You would derive a special class for that:
Type TMyInt = class(TlockedValue)
And then add inc() and dec() methods using atomic functions.
IMHO, since the access to the resource would be very fast (it is a simple assignment, mostly reference-based), there is no benefit of using TMultiReadExclusiveWriteSynchronizer. The readers would be almost never concurrent with a writer.
A simple TCriticalSection would behave much better. Ensure you fix the CPU cache line issue as reported by https://www.delphitools.info/2011/11/30/fixing-tcriticalsection/
If you want to be 100% Delphi, you may try using TMonitor, but I guess it would be less efficient than a TCriticalSection.
Under Windows, since there won’t be any nested access to the resource, I guess you may try to use light-weight SRW instead. See https://msdn.microsoft.com/en-us/library/windows/desktop/aa904937
I have a switch in the origial class which lets me use TCriticalSection. But for properties and flags which does not require atomic concurrency, it works quite well. But yes, a bog standard TCriticalSection may be required 🙂
Right after generics were introduced in Delphi I had an idea about similar approach. Now I am using my custom generic class called TLockedValue which does exactly same as yours. The only difference is I am using TCriticalSection instead.
Hi,
All of this discussion is good, but I have a simple request.
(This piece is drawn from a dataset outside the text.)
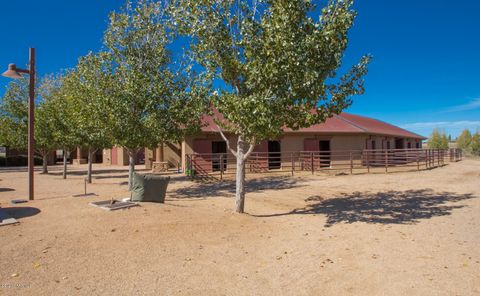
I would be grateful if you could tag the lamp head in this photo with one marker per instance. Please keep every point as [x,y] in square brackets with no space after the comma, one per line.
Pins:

I’m currently evaluating various options for a future rewrite of a project and I’m really impressed with the quantity of work and dedication you put in the Smart Mobile Studio. Congratulation! I have spent some time evaluating on it which is very promising.
That being said, choosing a tool for a project not only implies making sure it is technically good, but also that is will be supported and enhanced in the long run. Unfortunately, it seems not to be very active development, another thing is, you actually have not posted anything about your “kid” over the past three months 😦 for instance.
I’m a bit worried about SmartMobileStudio future. You could consider hire a fantastic-robo-architect-blogger-Delphi-SmartPascal-TOP-coder Arnaud Bouchez to push SMS to next level, and you could post more about Smart Mobile, hein?
Best regards.
I would more than welcome A. Bouchez input on the subject, but we are not in a position to hire right now. But indeed, the more the merrier!